Evening rule in the night temple. Silence, darkness, lamps are burning, candle lights are flickering. It seems that as soon as I leave, I will lose something very important, that almost thought-out thought will disappear, the thread will be lost... It seems that I have always lived here, I just left for a short time, everything is so familiar and close. And those problems that were so annoying at home go somewhere far away, and the answers to the tormenting questions appear on their own.

Elena BONDAR, Baryatino - Yakutsk.

The monastery was founded at the temple in honor of the Nativity of the Blessed Virgin Mary in 1995. The temple itself was built in 1796 with the money of the widowed Major General Anna Vasilyevna Pozdnyakova. Its architecture is an example of the Empire style. The temple has two altars, the main chapel is consecrated in honor of the Nativity of the Blessed Virgin Mary, the second in honor of the holy unmercenaries and wonderworkers Cosmas and Damian of Rome.

After the revolution of 1917, the temple remained active until 1938, when its rector, Archimandrite Euphrosin (Fomin) and the chairman of the church council, Andrei Anokhin, were arrested and shot on a trumped-up case, and the elder Elena Kondratyeva was sentenced to 10 years in the camps. With the closure of the temple, all its property was confiscated, and the nearby orchard was cut down. During the period of fascist occupation, the Germans kept livestock in the church building.

In the 50s XX century the temple was opened.
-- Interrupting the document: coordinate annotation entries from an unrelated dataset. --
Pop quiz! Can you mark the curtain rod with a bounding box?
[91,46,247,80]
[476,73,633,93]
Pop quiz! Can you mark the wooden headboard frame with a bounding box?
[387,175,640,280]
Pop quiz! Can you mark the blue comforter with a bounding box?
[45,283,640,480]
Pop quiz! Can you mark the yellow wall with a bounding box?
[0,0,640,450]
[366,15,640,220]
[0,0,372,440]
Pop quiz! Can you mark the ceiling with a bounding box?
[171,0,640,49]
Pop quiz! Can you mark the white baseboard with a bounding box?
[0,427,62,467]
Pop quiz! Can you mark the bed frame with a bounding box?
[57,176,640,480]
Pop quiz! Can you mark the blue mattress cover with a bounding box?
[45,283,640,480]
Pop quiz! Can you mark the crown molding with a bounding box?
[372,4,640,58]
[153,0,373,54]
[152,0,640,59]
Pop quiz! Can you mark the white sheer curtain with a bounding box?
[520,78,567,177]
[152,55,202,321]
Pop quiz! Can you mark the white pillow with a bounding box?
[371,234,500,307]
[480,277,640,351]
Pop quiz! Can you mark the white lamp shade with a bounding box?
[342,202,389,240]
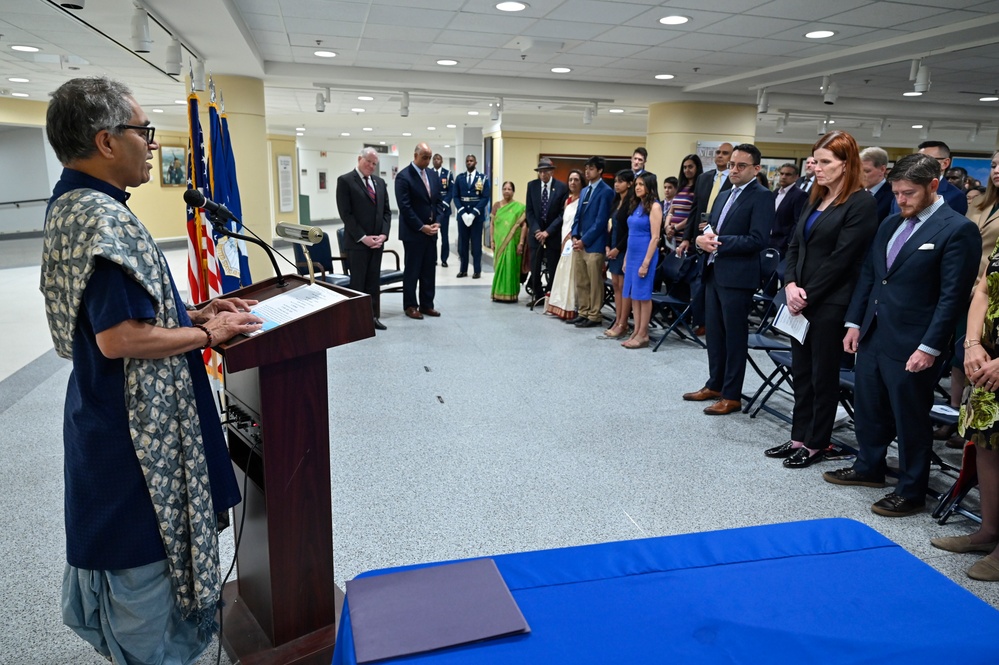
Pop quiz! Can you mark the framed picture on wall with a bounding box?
[160,145,187,187]
[760,157,795,189]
It was restored by priest Andrei Pavlikov, a retired colonel, a participant in the Great Patriotic War, who was awarded many awards. Father Andrey served in the church for 17 years. He had special care for the monastics who settled in the nearest villages from closed monasteries. Initially, services were held in a small chapel in honor of the unmercenaries Cosmas and Damian, and then the main chapel was restored.

On February 28, 1972, Hieromonk Arkady (Afonin), a monk of the Trinity-Sergius Lavra, was appointed rector of the temple, who served there with a break from April 1, 1974 to September 1, 1975 until March 25, 1991, when the Holy Synod was appointed Bishop of Yuzhno-Sakhalinsk.

With the blessing of Bishop Donat (Shchegolev) of Kaluga and Borovsk, Father Arkady began to create a female monastic community. He built a house at the temple in which the sisters’ cells were located. He invited experienced nuns who had taken monastic vows in the old monasteries to the created monastic community. The following settled in the community: nun Anastasia (Kuzmina), schema-nun Martha, monastic monk of Optina Meletia (Barmina), schema-nun Tikhona, nun Dorothea, nun Nikodima, nun Agnia, nun Ksenia, blind nun Julia, who was in the camps for several years, and others. Young sisters also came to the community, 3 of whom took monastic vows, and 4 took monastic vows.

With the opening of new monasteries and due to the advanced age of the sisters in the community, by the beginning of the 90s. only 4 nuns remained, and on April 4, 1993, with the blessing of Archbishop Clement, several nuns of the St. Nicholas Chernoostrovsky Monastery were sent to strengthen the monastic community in Baryatino. Big sister nun Theophila (Lepeshinskaya) was appointed. The community began to develop: new buildings were built, the number of nuns increased. On December 26, 1995, by decision of the Holy Synod of the Russian Orthodox Church, the monastic community was transformed into a convent - the Nativity of the Virgin Hermitage, and nun Theophila was appointed abbess.